Final answer:
The original question about the costs of DUI crashes in New Mexico cannot be addressed with the provided information. Instead, we explained how a group of 100 drivers paying a $1,860 insurance premium annually could collectively cover $186,000 in accident damages within that year through the insurance risk pooling mechanism.
Step-by-step explanation:
The question posed about the costs of DUI crashes in New Mexico cannot be answered with the supplied information which focuses on how automobile insurance premiums cover accident costs. Instead, we can examine the given insurance situation to understand how pooling risk works and why insurance companies charge premiums.

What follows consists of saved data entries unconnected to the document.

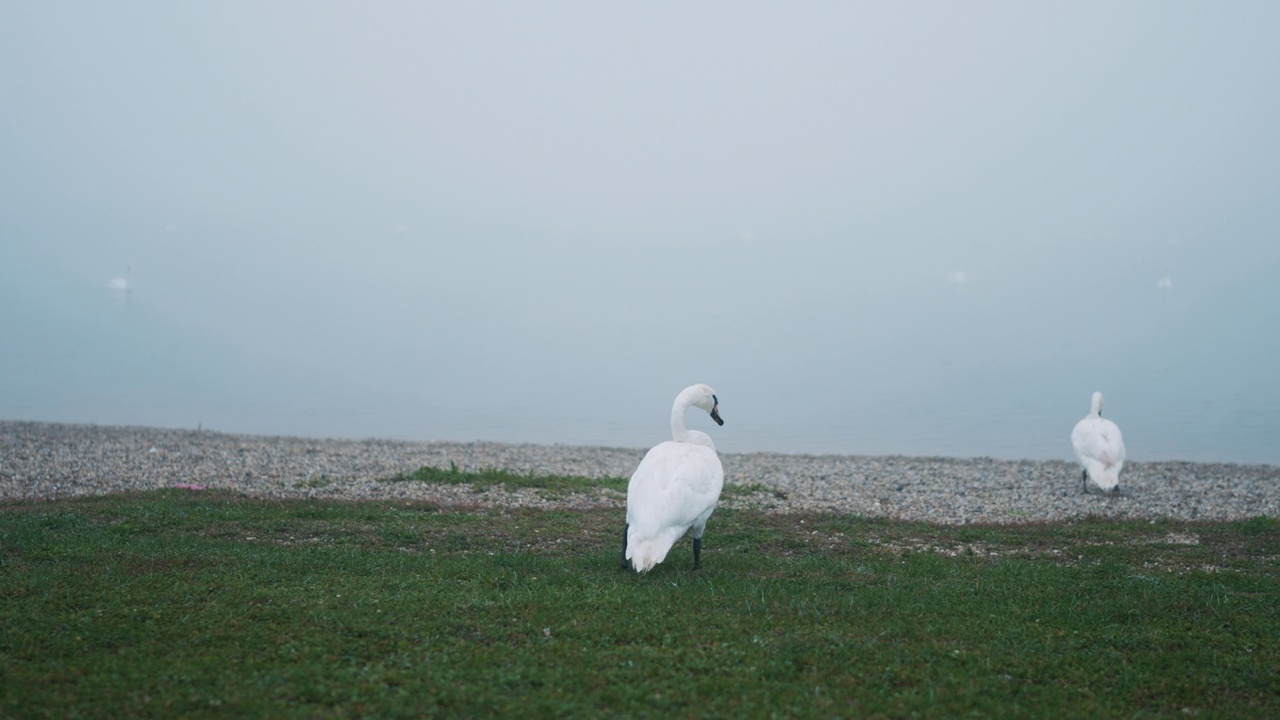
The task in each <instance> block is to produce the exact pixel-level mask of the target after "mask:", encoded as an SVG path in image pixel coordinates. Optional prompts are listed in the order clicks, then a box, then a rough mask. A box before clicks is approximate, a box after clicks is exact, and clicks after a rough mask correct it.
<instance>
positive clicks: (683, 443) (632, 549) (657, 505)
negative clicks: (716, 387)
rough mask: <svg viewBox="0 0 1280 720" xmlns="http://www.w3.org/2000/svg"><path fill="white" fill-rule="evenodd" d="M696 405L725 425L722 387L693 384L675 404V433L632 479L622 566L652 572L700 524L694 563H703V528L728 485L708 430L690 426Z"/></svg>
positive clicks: (628, 502) (696, 538)
mask: <svg viewBox="0 0 1280 720" xmlns="http://www.w3.org/2000/svg"><path fill="white" fill-rule="evenodd" d="M690 405H692V406H694V407H700V409H703V410H705V411H708V413H710V415H712V420H716V424H718V425H723V424H724V420H722V419H721V416H719V401H718V400H717V398H716V392H714V391H713V389H712V388H709V387H707V386H704V384H696V386H689V387H686V388H685V389H682V391H681V392H680V395H677V396H676V404H675V405H672V406H671V437H672V439H669V441H667V442H664V443H662V445H658V446H655V447H654V448H653V450H650V451H649V452H648V454H645V456H644V460H641V461H640V465H639V466H637V468H636V471H635V473H632V475H631V482H630V483H627V525H626V527H625V528H623V529H622V569H623V570H625V569H626V568H627V561H630V565H631V566H632V568H635V570H636V573H646V571H649V570H650V569H652V568H653V566H654V565H657V564H659V562H662V561H663V560H664V559H666V557H667V552H668V551H669V550H671V546H673V544H676V541H677V539H680V538H681V536H684V534H685V532H686V530H689V529H690V528H692V530H694V568H700V566H701V561H703V559H701V555H703V529H704V528H705V527H707V519H708V518H710V516H712V511H713V510H716V503H717V502H718V501H719V491H721V488H722V487H724V468H722V466H721V462H719V456H718V455H716V445H714V443H712V438H710V437H709V436H708V434H707V433H703V432H699V430H690V429H686V428H685V410H687V409H689V406H690Z"/></svg>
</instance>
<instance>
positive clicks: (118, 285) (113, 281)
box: [106, 265, 133, 292]
mask: <svg viewBox="0 0 1280 720" xmlns="http://www.w3.org/2000/svg"><path fill="white" fill-rule="evenodd" d="M132 273H133V265H129V266H128V268H125V269H124V277H123V278H111V279H110V281H108V283H106V287H108V290H114V291H116V292H129V290H132V288H133V286H132V284H129V275H131V274H132Z"/></svg>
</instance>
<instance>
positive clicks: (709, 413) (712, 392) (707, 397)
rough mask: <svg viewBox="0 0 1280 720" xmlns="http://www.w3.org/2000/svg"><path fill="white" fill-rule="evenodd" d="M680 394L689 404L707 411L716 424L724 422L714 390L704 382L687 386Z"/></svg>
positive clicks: (715, 394) (715, 391)
mask: <svg viewBox="0 0 1280 720" xmlns="http://www.w3.org/2000/svg"><path fill="white" fill-rule="evenodd" d="M680 395H681V397H686V398H687V401H689V405H692V406H694V407H700V409H703V410H705V411H707V413H709V414H710V416H712V420H716V424H717V425H723V424H724V420H723V419H721V416H719V400H718V398H717V397H716V391H714V389H712V388H710V387H708V386H704V384H696V386H689V387H686V388H685V389H684V392H681V393H680ZM677 402H678V400H677Z"/></svg>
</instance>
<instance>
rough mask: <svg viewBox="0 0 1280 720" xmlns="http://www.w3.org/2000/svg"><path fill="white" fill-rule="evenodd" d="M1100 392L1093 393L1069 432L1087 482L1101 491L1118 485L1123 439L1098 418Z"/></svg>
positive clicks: (1108, 420)
mask: <svg viewBox="0 0 1280 720" xmlns="http://www.w3.org/2000/svg"><path fill="white" fill-rule="evenodd" d="M1101 411H1102V393H1101V392H1096V393H1093V406H1092V410H1091V411H1089V414H1088V415H1087V416H1085V418H1084V419H1083V420H1080V421H1079V423H1076V424H1075V429H1073V430H1071V447H1073V448H1075V456H1076V459H1079V461H1080V466H1082V468H1084V471H1085V473H1088V475H1089V480H1092V482H1093V484H1096V486H1097V487H1098V489H1101V491H1103V492H1110V491H1112V489H1115V487H1116V486H1119V484H1120V470H1121V468H1124V438H1123V437H1121V436H1120V428H1119V427H1116V424H1115V423H1112V421H1111V420H1107V419H1106V418H1102V416H1101Z"/></svg>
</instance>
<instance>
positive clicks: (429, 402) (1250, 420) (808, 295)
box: [0, 243, 1280, 464]
mask: <svg viewBox="0 0 1280 720" xmlns="http://www.w3.org/2000/svg"><path fill="white" fill-rule="evenodd" d="M17 250H18V254H17V259H18V260H19V261H18V263H13V264H5V265H4V266H3V268H0V301H3V304H4V306H5V311H4V314H3V315H0V320H3V327H0V329H3V337H4V343H3V346H0V418H5V419H28V420H52V421H74V423H99V424H137V425H160V427H179V428H196V427H204V428H209V429H216V430H224V432H237V433H268V434H298V436H320V437H352V438H364V437H385V438H406V439H454V441H471V439H489V441H504V442H535V443H571V445H584V443H585V445H609V446H626V447H641V446H650V445H654V443H657V442H660V441H662V439H664V437H666V436H667V419H668V413H669V406H671V401H672V398H673V397H675V395H676V392H678V391H680V389H681V388H682V387H684V386H685V384H689V383H692V382H705V383H709V384H712V386H713V387H714V388H716V389H717V392H718V393H719V397H721V402H722V413H723V415H724V419H726V425H724V427H723V428H713V427H712V423H710V421H709V419H707V418H691V427H699V428H703V429H707V430H708V432H709V433H710V434H712V436H713V437H714V439H716V442H717V446H718V447H719V448H721V450H722V451H731V452H732V451H782V452H832V454H876V455H879V454H902V455H943V456H996V457H1005V459H1069V457H1071V451H1070V443H1069V439H1068V438H1069V434H1070V430H1071V427H1073V424H1074V423H1075V421H1076V420H1078V419H1079V418H1082V416H1084V415H1085V414H1087V411H1088V404H1089V395H1091V393H1092V392H1093V391H1094V389H1101V391H1102V392H1103V393H1105V396H1106V407H1105V410H1103V414H1105V415H1106V416H1107V418H1111V419H1114V420H1115V421H1116V423H1117V424H1119V425H1120V427H1121V429H1123V432H1124V434H1125V441H1126V445H1128V448H1129V457H1130V459H1132V460H1166V459H1185V460H1198V461H1231V462H1267V464H1277V462H1280V442H1277V439H1280V389H1277V380H1276V373H1275V365H1276V357H1280V341H1277V338H1280V332H1276V331H1277V329H1280V314H1277V302H1276V288H1275V284H1274V282H1271V279H1270V278H1268V277H1266V273H1267V272H1268V266H1270V265H1268V264H1267V263H1263V264H1262V266H1260V268H1256V269H1253V270H1251V269H1248V268H1224V266H1215V264H1213V263H1211V261H1204V263H1196V255H1194V254H1193V252H1192V254H1189V256H1188V258H1187V260H1188V261H1187V263H1184V266H1185V268H1187V270H1188V272H1187V273H1184V274H1183V275H1171V278H1170V282H1166V283H1160V282H1158V281H1160V278H1161V277H1162V274H1164V273H1165V270H1164V269H1162V268H1160V265H1158V264H1157V265H1152V263H1147V261H1132V263H1128V264H1125V263H1121V264H1120V265H1119V266H1114V268H1111V269H1110V270H1108V274H1105V277H1102V278H1097V277H1092V278H1089V279H1088V282H1085V281H1083V279H1082V278H1085V277H1087V275H1088V266H1087V263H1085V260H1082V259H1080V254H1079V252H1075V250H1074V249H1073V246H1070V245H1068V246H1064V247H1061V249H1059V250H1053V249H1048V250H1047V251H1043V250H1042V251H1039V252H1038V254H1037V259H1036V260H1030V261H1016V263H1015V261H1011V265H1010V266H1009V268H1006V269H1007V272H1005V273H1004V274H1001V273H1000V272H998V270H1000V268H998V265H997V264H995V263H988V269H987V272H984V273H983V272H978V270H969V273H966V278H965V282H963V283H956V282H954V281H955V279H956V275H954V274H951V273H952V272H954V270H951V269H948V268H947V266H941V268H937V269H936V272H916V269H914V268H905V266H901V268H899V266H890V268H886V273H884V277H882V278H881V279H879V281H876V282H879V283H881V284H874V282H870V281H867V278H869V277H872V275H870V274H859V273H856V272H854V273H849V272H841V270H840V269H838V268H837V269H820V268H818V269H813V270H812V272H813V274H814V275H815V283H814V286H813V288H810V290H805V291H790V292H791V295H790V296H788V297H785V299H783V297H781V296H776V295H771V291H769V290H768V284H767V281H768V272H767V270H765V268H771V266H772V268H774V269H777V270H778V272H792V270H795V269H796V268H795V266H786V265H782V266H777V265H774V263H773V261H774V260H777V258H773V256H769V255H767V252H765V251H763V250H759V249H758V250H756V251H755V252H754V255H751V254H750V252H748V255H746V256H733V255H732V254H730V258H728V260H726V259H724V258H723V255H726V252H724V249H709V250H707V254H708V256H712V255H722V258H721V261H719V268H721V270H718V273H717V277H718V278H721V279H722V282H723V283H726V287H727V290H726V291H724V292H726V293H728V297H724V296H723V295H708V296H703V297H719V299H721V304H719V305H717V302H718V301H716V300H710V301H708V302H707V307H705V311H704V313H703V314H699V313H698V311H691V315H690V316H686V318H680V316H678V313H676V311H675V310H673V307H678V306H680V305H678V302H676V301H672V302H673V305H672V306H671V307H667V306H663V305H662V304H660V302H659V304H654V302H646V301H644V300H636V299H627V297H626V296H625V293H618V292H613V291H612V290H611V287H609V283H605V282H596V283H593V282H585V283H582V282H579V283H577V284H576V287H575V286H573V282H572V278H570V277H564V278H557V277H554V272H553V270H549V272H550V273H552V275H550V277H549V278H548V277H547V273H543V275H541V277H540V278H539V281H538V282H534V281H527V282H516V281H513V279H512V278H515V277H516V275H513V274H512V275H503V277H499V278H498V279H499V281H500V282H504V283H506V286H504V287H498V288H488V287H475V288H471V290H467V288H465V287H462V286H453V284H451V283H449V282H448V281H447V279H445V281H442V282H434V283H419V282H415V281H413V279H412V277H413V275H412V274H410V273H397V272H396V270H394V269H393V268H392V265H390V264H375V265H370V266H366V268H355V269H351V268H349V266H344V268H342V269H338V268H337V266H325V265H323V264H312V265H311V266H305V268H302V270H303V272H305V273H306V274H307V277H308V279H307V282H305V283H301V284H298V283H294V284H291V286H288V287H283V286H280V284H278V283H275V282H273V281H271V275H273V274H274V273H288V272H294V270H298V268H297V265H293V266H292V268H287V266H283V265H282V266H270V265H268V266H256V268H255V266H253V265H255V260H253V258H252V256H250V258H248V265H237V264H236V263H233V261H230V260H229V259H228V258H225V256H221V255H219V256H210V258H209V259H207V260H210V261H207V263H205V261H202V260H201V259H200V258H196V259H193V260H191V259H186V260H182V261H179V256H178V255H165V254H164V252H159V251H157V252H154V254H152V255H154V256H155V258H152V259H151V261H150V263H147V264H140V266H134V268H133V269H132V270H131V277H129V282H131V284H132V286H133V288H132V290H131V291H129V292H127V293H125V292H119V291H113V290H110V288H109V287H108V281H109V279H110V277H111V273H104V272H102V270H101V266H102V263H99V261H93V259H86V260H84V261H83V263H81V264H77V263H69V261H67V259H65V258H61V256H59V254H58V252H56V251H54V250H47V249H44V250H42V249H41V246H37V245H36V243H29V245H20V246H19V247H18V249H17ZM476 252H477V255H479V254H481V252H483V251H476ZM768 252H777V251H776V250H772V251H768ZM1204 252H1206V255H1204V256H1206V258H1211V256H1212V252H1211V251H1210V250H1206V251H1204ZM735 258H736V260H735ZM214 260H216V261H214ZM182 263H187V264H182ZM513 264H515V265H518V264H520V263H518V259H517V260H516V261H513ZM246 266H247V268H251V269H246ZM1153 266H1155V269H1152V268H1153ZM895 268H896V270H895ZM908 270H910V272H908ZM348 272H349V273H353V275H344V273H348ZM631 272H634V273H636V274H637V277H640V275H643V274H644V273H645V272H646V270H645V268H644V266H643V264H641V266H639V268H632V270H631ZM361 273H365V275H361ZM380 273H381V274H380ZM895 273H896V274H895ZM114 274H123V268H120V270H119V272H116V273H114ZM370 275H371V277H370ZM547 281H549V282H547ZM686 281H690V278H682V277H677V278H675V281H672V282H673V284H672V286H671V287H672V288H676V290H678V288H685V287H689V286H690V284H691V282H686ZM744 281H745V287H742V284H739V287H736V288H732V287H730V283H744ZM864 281H867V282H864ZM948 281H950V282H948ZM559 283H563V284H564V286H570V287H567V288H566V287H559ZM860 283H861V284H860ZM1160 284H1165V286H1166V287H1160ZM1170 284H1171V286H1170ZM1078 286H1084V287H1088V288H1094V290H1092V291H1089V292H1080V291H1079V290H1078ZM620 295H622V297H618V296H620ZM673 295H678V293H673ZM636 305H639V307H636ZM650 314H652V315H650ZM666 318H676V319H672V320H667V319H666ZM690 318H692V319H690Z"/></svg>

In the example provided, a group of 100 drivers each pays a $1,860 premium annually. The costs of accidents for this group in a year total $186,000, calculated as follows:
- 60 drivers with minor damages: 60 x $100 = $6,000
- 30 drivers with moderate damages: 30 x $1,000 = $30,000
- 10 drivers with severe damages: 10 x $15,000 = $150,000
Adding up these costs gives us the total: $6,000 + $30,000 + $150,000 = $186,000. This is the amount needed to cover all the damages, and it is exactly the amount collected from the 100 drivers' premiums. Through these premiums, the insurance company ensures that it has enough funds to pay for the losses of the few, by spreading the cost among the many who purchased insurance. This is the essence of risk pooling in insurance.